By Jason Adams | Film | February 5, 2026
Josephine is only writer-director Beth de Araújo’s second feature (following 2022’s Soft & Quiet, a daring and divisive balancing-act about suburban white-supremacist moms), and yet it was the big winner at this year’s Sundance where it nabbed the prizes for U.S. Dramatic Feature as well as the respective Audience Award. Starring Channing Tatum and Gemma Chan as the parents of Jo (Mason Reeves), an eight-year-old girl who witnesses an act of sexual violence and naturally has issues processing what she’s seen, it’s not hard to see why critics and audiences were both stirred—Josephine has all the trappings of a serious Sundance darling. (Especially in a year where the fest menu was almost all misery-tinged—the broadest comedies of the 2026 crop were about school shootings and 9/11!)
And yet Josephine feels like a clumsy step backwards for its filmmaker to me—despite its at times viscerally upsetting subject matter, this is ultimately nothing more than a decently performed but dated after-school special; a lot of cornball draped in robes way too big for its britches. A daring filmmaker who last had soccer moms baking All-American Apple Pies with swastikas carved into them feels here to’ve been sanded down for a blander mass consumption. So allow me to weep a little.
Which isn’t to say that the subject matter of Josephine isn’t inherently risky business. While out on an early morning run with her fitness-obsessed dad Damien (Tatum), Jo playfully runs ahead temporarily losing her father, and from behind a tree witnesses a woman being beaten and raped outside of an isolated park bathroom. All of what Josephine sees we see alongside her, and it’s brutal and horrific. Both because we’re subjected to watching it ourselves and because we’re simultaneously watching an eight-year-old wall themselves off in confusion in real time, without much idea of what’s happening besides that the woman is clearly in pain.
Damien comes upon the scene at its very end and chases off after the rapist, leaving his daughter there with a strange woman crying in the dirt; then when the cops arrive he again leaves his daughter with one of them so he can lead some of the others off after the man. And they do catch him, and the woman identifies him, and for a hot minute Damien and Jo’s mom Claire (Chan) seem to think that maybe they can just not have the conversation that they definitely need to have. That maybe they can let Jo’s young and malleable mind wallpaper over this horror.
Of course, that’s not the case, both because Jo starts displaying behavioral issues and because it slowly becomes apparent that Jo is going to have to testify in court as the only eyewitness to the crime. Damien, a good man and father with some smothering white knight tendencies, is gung-ho that the man must pay and that it’s his daughter’s job to do what she can; meanwhile Claire, a good woman and mother who understands the world more realistically, knows that justice is rarely served. (It remains unspoken but heavily implied that she is herself a survivor of assault.)

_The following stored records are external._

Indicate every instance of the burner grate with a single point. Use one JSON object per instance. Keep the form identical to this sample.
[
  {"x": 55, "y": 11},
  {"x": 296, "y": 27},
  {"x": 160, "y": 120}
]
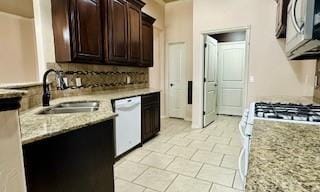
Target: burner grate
[{"x": 289, "y": 111}]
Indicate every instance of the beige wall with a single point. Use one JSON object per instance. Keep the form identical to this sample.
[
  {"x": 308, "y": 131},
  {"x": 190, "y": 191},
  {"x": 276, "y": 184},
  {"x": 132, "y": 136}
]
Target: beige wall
[
  {"x": 44, "y": 34},
  {"x": 17, "y": 49},
  {"x": 178, "y": 22},
  {"x": 155, "y": 8},
  {"x": 273, "y": 73}
]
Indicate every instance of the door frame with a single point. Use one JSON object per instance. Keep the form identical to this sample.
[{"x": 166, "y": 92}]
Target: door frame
[
  {"x": 167, "y": 80},
  {"x": 247, "y": 29}
]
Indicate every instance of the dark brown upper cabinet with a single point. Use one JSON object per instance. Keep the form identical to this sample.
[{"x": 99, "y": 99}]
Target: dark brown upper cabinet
[
  {"x": 124, "y": 32},
  {"x": 77, "y": 30},
  {"x": 281, "y": 25},
  {"x": 102, "y": 31},
  {"x": 150, "y": 115},
  {"x": 147, "y": 40},
  {"x": 116, "y": 32}
]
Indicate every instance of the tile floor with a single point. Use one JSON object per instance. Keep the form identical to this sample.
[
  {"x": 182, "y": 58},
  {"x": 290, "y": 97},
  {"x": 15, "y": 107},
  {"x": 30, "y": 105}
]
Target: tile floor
[{"x": 181, "y": 159}]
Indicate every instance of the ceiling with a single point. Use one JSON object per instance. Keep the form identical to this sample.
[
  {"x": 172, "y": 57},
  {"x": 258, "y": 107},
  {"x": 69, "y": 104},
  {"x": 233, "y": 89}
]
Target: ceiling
[
  {"x": 168, "y": 1},
  {"x": 22, "y": 8}
]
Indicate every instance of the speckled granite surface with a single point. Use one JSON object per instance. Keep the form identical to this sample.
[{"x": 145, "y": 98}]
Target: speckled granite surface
[
  {"x": 36, "y": 127},
  {"x": 287, "y": 99},
  {"x": 6, "y": 94},
  {"x": 284, "y": 157}
]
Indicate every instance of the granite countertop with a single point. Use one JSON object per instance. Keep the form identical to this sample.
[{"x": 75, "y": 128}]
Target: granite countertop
[
  {"x": 7, "y": 94},
  {"x": 19, "y": 85},
  {"x": 36, "y": 127},
  {"x": 284, "y": 157},
  {"x": 287, "y": 99}
]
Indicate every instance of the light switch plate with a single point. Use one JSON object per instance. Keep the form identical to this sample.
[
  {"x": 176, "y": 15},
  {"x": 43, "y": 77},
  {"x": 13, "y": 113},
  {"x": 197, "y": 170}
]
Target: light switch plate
[
  {"x": 251, "y": 79},
  {"x": 65, "y": 79},
  {"x": 78, "y": 82},
  {"x": 128, "y": 79}
]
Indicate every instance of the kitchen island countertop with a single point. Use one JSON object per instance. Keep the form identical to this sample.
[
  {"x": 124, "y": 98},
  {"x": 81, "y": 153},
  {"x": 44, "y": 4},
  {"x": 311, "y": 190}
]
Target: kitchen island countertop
[
  {"x": 284, "y": 157},
  {"x": 35, "y": 127}
]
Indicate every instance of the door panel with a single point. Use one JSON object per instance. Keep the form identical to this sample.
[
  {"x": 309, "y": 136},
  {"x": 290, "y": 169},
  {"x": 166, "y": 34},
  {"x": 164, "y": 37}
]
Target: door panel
[
  {"x": 134, "y": 34},
  {"x": 210, "y": 75},
  {"x": 231, "y": 82},
  {"x": 88, "y": 36},
  {"x": 177, "y": 80},
  {"x": 117, "y": 27}
]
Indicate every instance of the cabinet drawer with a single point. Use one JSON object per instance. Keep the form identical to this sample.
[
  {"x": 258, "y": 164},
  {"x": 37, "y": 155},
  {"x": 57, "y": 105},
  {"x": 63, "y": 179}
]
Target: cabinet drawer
[{"x": 151, "y": 98}]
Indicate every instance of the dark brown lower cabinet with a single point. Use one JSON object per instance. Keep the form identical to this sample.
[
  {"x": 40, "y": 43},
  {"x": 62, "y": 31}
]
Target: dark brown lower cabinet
[
  {"x": 150, "y": 115},
  {"x": 77, "y": 161}
]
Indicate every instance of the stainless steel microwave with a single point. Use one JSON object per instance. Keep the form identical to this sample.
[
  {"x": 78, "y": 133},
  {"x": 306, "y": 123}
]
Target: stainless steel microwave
[{"x": 303, "y": 29}]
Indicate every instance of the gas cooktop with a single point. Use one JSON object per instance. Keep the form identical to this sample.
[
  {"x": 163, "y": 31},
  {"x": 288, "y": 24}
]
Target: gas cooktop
[{"x": 289, "y": 111}]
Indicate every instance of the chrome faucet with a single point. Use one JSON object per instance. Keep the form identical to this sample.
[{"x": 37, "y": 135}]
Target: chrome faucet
[{"x": 46, "y": 91}]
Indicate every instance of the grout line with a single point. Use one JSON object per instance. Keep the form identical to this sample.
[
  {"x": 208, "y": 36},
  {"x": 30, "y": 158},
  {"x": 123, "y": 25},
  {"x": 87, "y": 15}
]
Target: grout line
[
  {"x": 171, "y": 182},
  {"x": 222, "y": 160}
]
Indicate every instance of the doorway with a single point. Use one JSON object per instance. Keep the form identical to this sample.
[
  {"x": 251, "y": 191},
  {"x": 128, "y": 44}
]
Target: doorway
[
  {"x": 225, "y": 74},
  {"x": 177, "y": 80}
]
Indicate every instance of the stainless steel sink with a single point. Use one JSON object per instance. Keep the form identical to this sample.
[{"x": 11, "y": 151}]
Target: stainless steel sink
[
  {"x": 72, "y": 107},
  {"x": 78, "y": 104}
]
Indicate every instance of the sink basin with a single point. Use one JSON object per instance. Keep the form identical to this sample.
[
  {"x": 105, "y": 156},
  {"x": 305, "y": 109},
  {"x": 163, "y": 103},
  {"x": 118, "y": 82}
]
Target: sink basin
[
  {"x": 78, "y": 104},
  {"x": 72, "y": 107}
]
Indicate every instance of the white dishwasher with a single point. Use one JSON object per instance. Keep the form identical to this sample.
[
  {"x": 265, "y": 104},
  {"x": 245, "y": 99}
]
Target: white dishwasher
[{"x": 128, "y": 124}]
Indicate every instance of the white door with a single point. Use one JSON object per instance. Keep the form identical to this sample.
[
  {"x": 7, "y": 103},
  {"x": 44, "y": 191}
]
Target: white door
[
  {"x": 210, "y": 81},
  {"x": 231, "y": 83},
  {"x": 177, "y": 80}
]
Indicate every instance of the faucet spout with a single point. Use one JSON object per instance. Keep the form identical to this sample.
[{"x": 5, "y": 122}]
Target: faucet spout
[{"x": 46, "y": 91}]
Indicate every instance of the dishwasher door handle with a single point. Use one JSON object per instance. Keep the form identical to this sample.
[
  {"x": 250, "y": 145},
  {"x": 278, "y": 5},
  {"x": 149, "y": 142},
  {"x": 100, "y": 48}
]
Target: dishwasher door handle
[{"x": 128, "y": 105}]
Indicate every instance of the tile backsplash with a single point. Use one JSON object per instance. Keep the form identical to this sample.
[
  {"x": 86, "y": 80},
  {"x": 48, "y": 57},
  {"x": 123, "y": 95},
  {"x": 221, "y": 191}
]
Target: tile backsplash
[
  {"x": 94, "y": 78},
  {"x": 317, "y": 84}
]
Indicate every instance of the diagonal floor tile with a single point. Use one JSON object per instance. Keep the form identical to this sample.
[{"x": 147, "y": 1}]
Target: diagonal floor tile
[
  {"x": 157, "y": 160},
  {"x": 217, "y": 175},
  {"x": 202, "y": 145},
  {"x": 158, "y": 147},
  {"x": 197, "y": 136},
  {"x": 137, "y": 155},
  {"x": 180, "y": 141},
  {"x": 129, "y": 170},
  {"x": 185, "y": 167},
  {"x": 230, "y": 161},
  {"x": 124, "y": 186},
  {"x": 221, "y": 140},
  {"x": 208, "y": 157},
  {"x": 183, "y": 152},
  {"x": 188, "y": 184},
  {"x": 221, "y": 188},
  {"x": 156, "y": 179},
  {"x": 227, "y": 149}
]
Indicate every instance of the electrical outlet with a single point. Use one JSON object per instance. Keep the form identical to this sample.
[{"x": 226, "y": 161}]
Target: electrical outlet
[
  {"x": 251, "y": 79},
  {"x": 78, "y": 82},
  {"x": 128, "y": 79},
  {"x": 65, "y": 79}
]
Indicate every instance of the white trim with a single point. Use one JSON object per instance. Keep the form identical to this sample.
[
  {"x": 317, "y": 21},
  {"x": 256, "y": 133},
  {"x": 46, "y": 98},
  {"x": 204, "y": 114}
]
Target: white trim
[
  {"x": 199, "y": 113},
  {"x": 16, "y": 16},
  {"x": 167, "y": 75},
  {"x": 161, "y": 2}
]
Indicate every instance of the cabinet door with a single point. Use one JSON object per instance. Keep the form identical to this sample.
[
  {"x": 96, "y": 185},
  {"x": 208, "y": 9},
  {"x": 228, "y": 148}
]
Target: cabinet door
[
  {"x": 134, "y": 34},
  {"x": 147, "y": 45},
  {"x": 147, "y": 41},
  {"x": 87, "y": 32},
  {"x": 150, "y": 115},
  {"x": 148, "y": 123},
  {"x": 117, "y": 32}
]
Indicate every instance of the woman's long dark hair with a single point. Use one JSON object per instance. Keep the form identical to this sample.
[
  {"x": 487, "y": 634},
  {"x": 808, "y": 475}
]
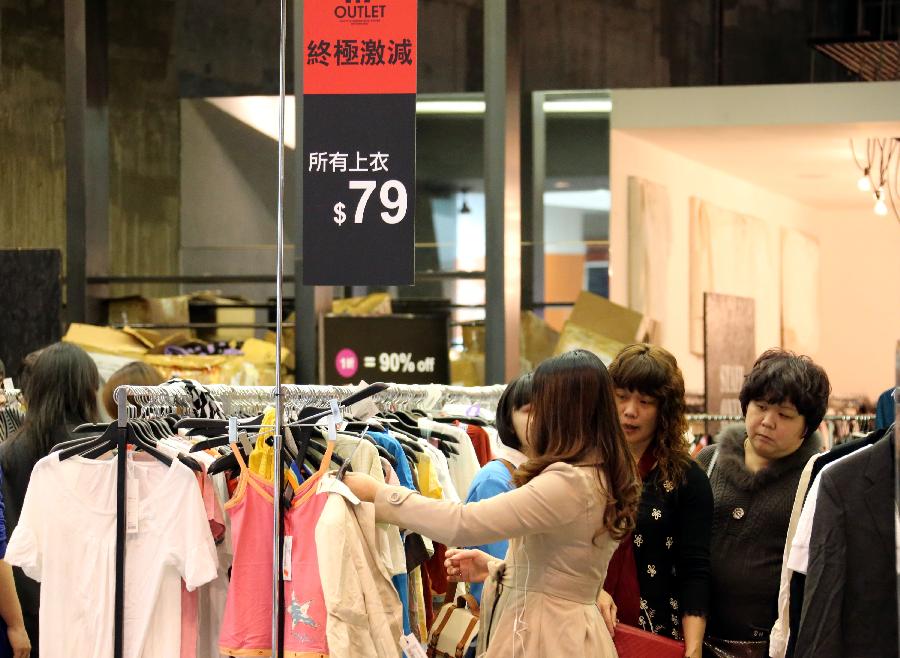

There are interesting threads here that promisingly threaten to pull Josephine out of its standard parenting/courtroom drama lanes, like how Jo’s trauma becomes manifested by her being haunted everywhere by a specter of the rapist (Phillip Ettinger). He’s always at her side, her invisible play-mate and nightmare, and as Jo grows more troubled her lashing out grows increasingly dangerous. (Yes you will see an eight-year-old girl creepily handling a knife.) And perhaps it’s my inclination toward metaphor in storytelling, but this stuff was always far more involving than any of the film’s endless parental back-and-forths which never veer out from their preordained stereotypical places. Tatum and Chan do fine enough work, but there’s not an unexpected note given to them to play. (The less said about the dance montage the better.)
Meanwhile, it’s a huge ask of an adult actor to ask them to play this emotionally shut-off and make that riveting cinema, and so asking it of a child actor seems especially unfair. Whether Reeves was asked to play Jo as a near total cipher or whether that’s just the limits of what the filmmakers could get, we’re forced into the position of projecting everything onto the character while receiving very little in return—let’s just say this is not one of the rare and wondrous Adolescence situations. This movie remains very much on the outside of Jo, quizzically staring in.
And perhaps as a field guide for parents asking themselves these difficult questions in the face of an unknowable child before them there’s helpful fruit to be plucked out from that frustration. The route that Josephine takes to its unbearably sappy last scene was just way too straightforward and uninspired from where I stand. Handling thorny subjects with kid’s gloves should still leave some kind of a mark behind.